The estimation of effective population sizes (Ne) through time is of fundamental interest in population genetics, but the interpretation of Ne as the effective number of breeding individuals in the population is challenged by the effect of population structure. In fact, variation in Ne reported in many studies may be a consequence of changes in migration rates between populations rather than changes in actual population size. We address this long-standing problem here by constructing joint models of population size changes, migration, and divergence that can adjust temporal estimates of Ne and estimate the actual Ne of a local deme connected to another population through migration. We also develop a method for estimating divergence times and migration rates taking into account complex scenarios of changing population sizes. We apply the method to previously published data from humans, and show that, when taking migration and changes in Ne into account, the estimated divergence between the San and Dinka populations is approximately 108 kya, and not 255 kya as reported in a previous study. Using simulations, we demonstrate that the previously reported and surprisingly old estimates of divergence between San and Dinka is in fact caused by a quantifiable estimation bias due to changes in Ne through time.
If you read this blog you know I’ve alluded to really deep structure in Africa for a while. Some work using ancient Khoisan samples from South Africa puts the divergence between this population and other moderns as far back as 300,000 years ago. Privately a lot of geneticists were skeptical of this, but the published record is what it is. But there were many simplifying assumptions in these models. You can see this in Ne calculations on admixed (recently) populations as if they weren’t admixed but ancient groups. If you have an admixed population with higher genetic diversity you’re going to estimate a larger effective population…but really it’s just the pooled population of two distinct ancestral populations (or more than two, depending).
This preprint, along with A weakly structured stem for human origins in Africa, is pushing the divergence times within Africa closer to 100-125,000 years ago, as opposed to 200,000 years ago. They do make an estimate for Eurasians that seems to be corroborated by archaeology and ancient DNA:
For Han-French divergence, the model with the highest composite likelihood was one with a split time of 1505 generations (i.e. 43,645 years ago assuming 29 years per generation) and a mostly unidirectional migration rate of 2.92 from Han to French (Table 1).

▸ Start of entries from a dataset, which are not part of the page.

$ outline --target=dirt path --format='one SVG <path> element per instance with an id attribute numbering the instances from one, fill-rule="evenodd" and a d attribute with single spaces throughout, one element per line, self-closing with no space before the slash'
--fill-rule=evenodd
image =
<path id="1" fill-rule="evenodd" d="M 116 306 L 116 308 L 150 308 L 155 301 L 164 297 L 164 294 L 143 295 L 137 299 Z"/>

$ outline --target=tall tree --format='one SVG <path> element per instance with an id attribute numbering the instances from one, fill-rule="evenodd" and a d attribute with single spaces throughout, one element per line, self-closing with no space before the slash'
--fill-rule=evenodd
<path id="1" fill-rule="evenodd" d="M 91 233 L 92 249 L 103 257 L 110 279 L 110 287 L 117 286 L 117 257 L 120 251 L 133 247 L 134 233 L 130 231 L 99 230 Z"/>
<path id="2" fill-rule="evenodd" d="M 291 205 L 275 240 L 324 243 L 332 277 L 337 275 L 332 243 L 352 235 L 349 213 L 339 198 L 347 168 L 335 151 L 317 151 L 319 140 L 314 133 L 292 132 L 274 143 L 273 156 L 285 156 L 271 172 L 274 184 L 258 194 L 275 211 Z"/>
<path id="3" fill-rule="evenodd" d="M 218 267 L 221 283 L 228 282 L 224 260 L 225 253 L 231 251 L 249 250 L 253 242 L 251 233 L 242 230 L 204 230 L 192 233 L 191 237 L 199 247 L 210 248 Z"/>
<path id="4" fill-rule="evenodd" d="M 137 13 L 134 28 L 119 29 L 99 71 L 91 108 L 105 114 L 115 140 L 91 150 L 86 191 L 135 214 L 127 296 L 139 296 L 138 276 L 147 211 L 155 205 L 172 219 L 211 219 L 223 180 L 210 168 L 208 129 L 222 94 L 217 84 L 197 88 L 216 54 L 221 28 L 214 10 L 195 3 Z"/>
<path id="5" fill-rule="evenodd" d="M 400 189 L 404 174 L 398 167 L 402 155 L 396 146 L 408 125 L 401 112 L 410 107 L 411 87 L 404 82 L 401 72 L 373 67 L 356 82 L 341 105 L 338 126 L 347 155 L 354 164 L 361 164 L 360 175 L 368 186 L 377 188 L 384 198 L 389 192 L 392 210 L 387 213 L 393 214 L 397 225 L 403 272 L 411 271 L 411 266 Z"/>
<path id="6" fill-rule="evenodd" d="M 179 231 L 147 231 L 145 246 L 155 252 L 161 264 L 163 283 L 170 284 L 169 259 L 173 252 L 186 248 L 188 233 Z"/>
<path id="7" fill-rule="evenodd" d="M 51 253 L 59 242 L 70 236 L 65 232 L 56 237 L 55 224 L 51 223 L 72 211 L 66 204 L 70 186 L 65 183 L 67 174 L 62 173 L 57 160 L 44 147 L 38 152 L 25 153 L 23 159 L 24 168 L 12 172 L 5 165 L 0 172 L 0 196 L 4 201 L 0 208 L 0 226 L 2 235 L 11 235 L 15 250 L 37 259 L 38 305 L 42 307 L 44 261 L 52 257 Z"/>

We also replicate the results from Sj¨odin et al. , in which the TT method infers nonsensical negative split times between Han and French. The unidirectional migration inferred from Han to French is in line with current models of the peopling of Europe through waves of farmers coming from central Eurasia [Haak et al., 2015].
The 43,645 years ago estimate seems broadly correct. Ancient DNA and archaeology I think point to a period definitely before 40,000 years ago, but admixture with Neanderthals and the spread of modern human technologies means it is unlikely to be very much before 50,000 years ago (i.e., not 60,000 years ago). The “Han” to “French” migration is strange, but there is suggestive evidence deep in supplements of East Asian migration into late Pleistocene/early Holocene Europe into Mesolithic foragers. This might be common Ancestral North Eurasian ancestry, or something different. I’m not sure that this model totally checks out and we know what’s going on. Probably one reason it remains in the supplements of these papers.
They’re getting estimates between Sardinians and Africans a bit before 100,000 years ago…though they admit that it’s probably inflated by archaic (Neanderthal admixture). That value seems about right and indicates a long period of incubation of the ancestrally non-African populations within the context of African/perhaps West Asian population structure.
For more complexity/detail, see The genomic origins of the world’s first farmers, which purports to better model Ne variations to get better divergence times within Europe between various forager and farmer lineages. This group has not used “Basal Eurasians” in their human genetics papers the last few times. They don’t believe it’s needed.